Naar het oordeel van de rechtbank heeft verweerder in strijd met zijn beleid dan wel vaste gedragslijn gehandeld door het verzoek om regularisatie af te wijzen.
9. Het beroep is gegrond en de rechtbank zal het bestreden besluit vernietigen.
De rechtbank ziet aanleiding om zelf in de zaak te voorzien en te beslissen dat eiser in de betrokken periode als niet verzekerd voor de Nederlandse sociale verzekeringen moet worden aangemerkt. Hierbij acht de rechtbank van belang dat er kennelijk geen andere beletselen zijn voor verweerder om het verzoek van eiser te weigeren. Ook acht de rechtbank van belang dat uit de stukken is gebleken dat het in artikel 16, eerste lid, van de Verordening bedoelde overleg reeds heeft plaatsgevonden, de Luxemburgse autoriteiten voor wat betreft de onderhavige periode kennelijk geen bezwaren hebben tegen regularisatie in de hiervoor vermelde zin en de premieafdracht reeds in Luxemburg heeft plaatsgevonden. Door te beslissen dat eiser niet als verzekerd voor de Nederlandse sociale verzekeringen wordt aangemerkt wordt bewerkstelligd dat de feitelijk verrichte premieafdracht in Luxemburg in stand kan blijven.
10. De rechtbank ziet aanleiding verweerder te veroordelen in de door eiser gemaakte proceskosten. Deze kosten stelt de rechtbank op grond van het Besluit proceskosten bestuursrecht voor de door een derde beroepsmatig verleende rechtsbijstand vast op € 2.232 (1 punt voor het bezwaarschrift, 1 punt voor de hoorzitting, 1 punt voor het beroepschrift, 1 punt voor de zitting van 15 juni 2015 en 0,5 punt voor de nadere zitting op 28 juni 2016) met een waarde per punt van € 496, en wegingsfactor 1).

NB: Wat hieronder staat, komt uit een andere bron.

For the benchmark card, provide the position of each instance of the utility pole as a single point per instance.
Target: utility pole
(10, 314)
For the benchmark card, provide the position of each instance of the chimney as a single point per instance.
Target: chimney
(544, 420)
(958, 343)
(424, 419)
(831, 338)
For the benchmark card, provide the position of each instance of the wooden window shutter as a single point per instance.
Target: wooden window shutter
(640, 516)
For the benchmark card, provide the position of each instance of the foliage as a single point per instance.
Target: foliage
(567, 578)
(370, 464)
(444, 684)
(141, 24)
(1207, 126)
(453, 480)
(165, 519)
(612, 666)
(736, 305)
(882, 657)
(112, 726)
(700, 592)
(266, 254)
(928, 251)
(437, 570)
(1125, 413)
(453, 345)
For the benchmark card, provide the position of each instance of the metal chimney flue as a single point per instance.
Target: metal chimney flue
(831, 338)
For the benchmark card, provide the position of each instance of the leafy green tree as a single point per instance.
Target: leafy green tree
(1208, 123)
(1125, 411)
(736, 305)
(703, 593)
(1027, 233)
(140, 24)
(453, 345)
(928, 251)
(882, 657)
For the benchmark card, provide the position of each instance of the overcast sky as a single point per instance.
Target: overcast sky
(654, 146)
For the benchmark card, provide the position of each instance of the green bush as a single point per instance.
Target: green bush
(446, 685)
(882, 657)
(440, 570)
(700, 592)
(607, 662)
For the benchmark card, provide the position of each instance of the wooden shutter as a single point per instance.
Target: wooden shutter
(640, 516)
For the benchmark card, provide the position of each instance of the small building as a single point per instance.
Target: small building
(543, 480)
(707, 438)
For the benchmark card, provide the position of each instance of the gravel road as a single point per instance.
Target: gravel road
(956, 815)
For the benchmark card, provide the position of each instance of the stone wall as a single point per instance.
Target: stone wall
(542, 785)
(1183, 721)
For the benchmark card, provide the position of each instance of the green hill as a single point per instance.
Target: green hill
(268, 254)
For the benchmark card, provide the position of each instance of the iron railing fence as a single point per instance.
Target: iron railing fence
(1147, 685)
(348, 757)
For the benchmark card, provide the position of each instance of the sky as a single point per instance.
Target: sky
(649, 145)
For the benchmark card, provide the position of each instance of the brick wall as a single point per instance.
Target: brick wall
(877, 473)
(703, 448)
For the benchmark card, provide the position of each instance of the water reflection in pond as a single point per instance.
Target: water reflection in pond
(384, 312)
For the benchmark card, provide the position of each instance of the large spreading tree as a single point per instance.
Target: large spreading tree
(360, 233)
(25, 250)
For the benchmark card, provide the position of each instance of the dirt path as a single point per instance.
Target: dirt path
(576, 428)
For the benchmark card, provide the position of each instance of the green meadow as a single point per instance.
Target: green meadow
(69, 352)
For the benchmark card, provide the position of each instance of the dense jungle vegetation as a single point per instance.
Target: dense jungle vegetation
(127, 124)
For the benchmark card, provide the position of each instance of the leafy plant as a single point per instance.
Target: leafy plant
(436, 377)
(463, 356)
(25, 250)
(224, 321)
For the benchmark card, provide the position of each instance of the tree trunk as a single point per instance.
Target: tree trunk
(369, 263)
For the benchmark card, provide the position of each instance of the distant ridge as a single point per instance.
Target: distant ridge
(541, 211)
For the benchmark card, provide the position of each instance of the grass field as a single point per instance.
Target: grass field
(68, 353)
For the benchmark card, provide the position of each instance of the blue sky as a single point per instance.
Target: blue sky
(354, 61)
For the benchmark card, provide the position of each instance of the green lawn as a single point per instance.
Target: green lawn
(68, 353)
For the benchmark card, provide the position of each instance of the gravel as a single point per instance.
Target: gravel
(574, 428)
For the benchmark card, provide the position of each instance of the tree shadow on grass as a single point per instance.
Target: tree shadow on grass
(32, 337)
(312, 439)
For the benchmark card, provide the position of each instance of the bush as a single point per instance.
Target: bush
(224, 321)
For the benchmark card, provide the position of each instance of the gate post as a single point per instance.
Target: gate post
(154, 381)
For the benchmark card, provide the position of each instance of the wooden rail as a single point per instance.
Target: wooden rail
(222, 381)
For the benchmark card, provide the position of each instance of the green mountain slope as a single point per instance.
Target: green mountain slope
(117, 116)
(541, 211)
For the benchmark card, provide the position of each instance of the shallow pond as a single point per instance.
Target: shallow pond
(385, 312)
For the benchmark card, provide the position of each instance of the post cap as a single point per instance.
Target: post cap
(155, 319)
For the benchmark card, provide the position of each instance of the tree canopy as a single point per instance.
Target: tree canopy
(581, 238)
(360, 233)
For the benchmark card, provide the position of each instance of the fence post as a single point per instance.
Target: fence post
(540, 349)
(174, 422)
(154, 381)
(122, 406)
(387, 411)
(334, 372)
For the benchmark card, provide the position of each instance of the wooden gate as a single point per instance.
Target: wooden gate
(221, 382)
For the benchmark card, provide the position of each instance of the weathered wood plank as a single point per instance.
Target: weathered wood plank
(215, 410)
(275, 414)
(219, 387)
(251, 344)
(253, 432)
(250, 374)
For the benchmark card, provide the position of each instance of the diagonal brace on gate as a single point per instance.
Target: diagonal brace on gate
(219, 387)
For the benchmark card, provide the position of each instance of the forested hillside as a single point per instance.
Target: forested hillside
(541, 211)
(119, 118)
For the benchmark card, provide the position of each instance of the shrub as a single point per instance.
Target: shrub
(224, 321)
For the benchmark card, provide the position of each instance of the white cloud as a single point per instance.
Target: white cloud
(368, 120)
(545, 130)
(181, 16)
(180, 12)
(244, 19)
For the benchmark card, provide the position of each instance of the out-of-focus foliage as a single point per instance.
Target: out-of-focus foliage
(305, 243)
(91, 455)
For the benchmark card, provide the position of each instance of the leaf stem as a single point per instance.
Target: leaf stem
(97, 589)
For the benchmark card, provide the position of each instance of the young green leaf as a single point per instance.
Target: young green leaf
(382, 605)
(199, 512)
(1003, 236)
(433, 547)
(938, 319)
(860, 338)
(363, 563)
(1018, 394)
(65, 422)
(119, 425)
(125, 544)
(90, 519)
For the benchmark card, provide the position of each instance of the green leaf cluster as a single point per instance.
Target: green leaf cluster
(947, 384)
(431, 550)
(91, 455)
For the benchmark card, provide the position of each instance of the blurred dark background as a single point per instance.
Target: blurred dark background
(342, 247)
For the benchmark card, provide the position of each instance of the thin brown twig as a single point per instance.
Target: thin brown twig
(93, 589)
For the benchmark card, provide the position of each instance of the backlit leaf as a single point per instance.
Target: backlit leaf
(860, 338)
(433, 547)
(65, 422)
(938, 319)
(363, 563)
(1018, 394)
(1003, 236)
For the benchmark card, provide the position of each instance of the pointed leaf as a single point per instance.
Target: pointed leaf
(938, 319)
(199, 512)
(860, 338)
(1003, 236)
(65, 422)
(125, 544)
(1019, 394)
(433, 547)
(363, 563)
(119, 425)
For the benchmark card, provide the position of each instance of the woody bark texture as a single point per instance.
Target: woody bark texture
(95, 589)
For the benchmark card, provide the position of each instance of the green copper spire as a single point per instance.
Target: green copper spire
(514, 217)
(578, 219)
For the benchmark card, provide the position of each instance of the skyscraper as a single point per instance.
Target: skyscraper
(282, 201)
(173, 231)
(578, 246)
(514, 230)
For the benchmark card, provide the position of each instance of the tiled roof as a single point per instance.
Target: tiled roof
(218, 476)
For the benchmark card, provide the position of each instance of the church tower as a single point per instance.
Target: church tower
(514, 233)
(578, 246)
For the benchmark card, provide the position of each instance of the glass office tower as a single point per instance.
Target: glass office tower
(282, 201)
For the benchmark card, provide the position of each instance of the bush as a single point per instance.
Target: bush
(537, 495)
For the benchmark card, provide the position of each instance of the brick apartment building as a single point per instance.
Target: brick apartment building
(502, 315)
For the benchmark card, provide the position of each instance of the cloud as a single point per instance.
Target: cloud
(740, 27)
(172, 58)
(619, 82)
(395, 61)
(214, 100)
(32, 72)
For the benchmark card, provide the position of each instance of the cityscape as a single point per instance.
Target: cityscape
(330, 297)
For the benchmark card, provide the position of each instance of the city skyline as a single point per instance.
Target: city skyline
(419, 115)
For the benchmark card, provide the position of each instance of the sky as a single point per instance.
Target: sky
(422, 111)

Tevens zal verweerder het betaalde griffierecht dienen te vergoeden.

Beslissing

De rechtbank:
- verklaart het beroep gegrond;
- vernietigt het bestreden besluit;
- herroept het primaire besluit van 15 oktober 2013 en bepaalt dat eiser voor de periode 1 december 2011 tot en met 30 september 2013 moet worden aangemerkt als niet te zijn verzekerd voor de Nederlandse sociale zekerheidswetgeving;
- bepaalt dat deze uitspraak in de plaats treedt van het vernietigde besluit;
- veroordeelt verweerder in de door eiser gemaakte proceskosten ten bedrage van
€ 2.232;
- bepaalt dat verweerder het door eiser betaalde griffierecht ten bedrage van € 45 aan hem vergoedt.
Deze uitspraak is gedaan door mr. E.C.G. Okhuizen, voorzitter, mr. H.J. Klein Egelink en mr. W.H.A.C.M. Bouwens, rechters, in tegenwoordigheid van mr. J.W.M. Litjens, griffier. De beslissing is in het openbaar uitgesproken op:
Griffier
Voorzitter
Afschrift verzonden aan partijen op:
Rechtsmiddel
Tegen deze uitspraak kan binnen zes weken na de dag van verzending daarvan hoger beroep worden ingesteld bij de Centrale Raad van Beroep. Als hoger beroep is ingesteld, kan bij de voorzieningenrechter van de hogerberoepsrechter worden verzocht om het treffen van een voorlopige voorziening of om het opheffen of wijzigen van een bij deze uitspraak getroffen voorlopige voorziening.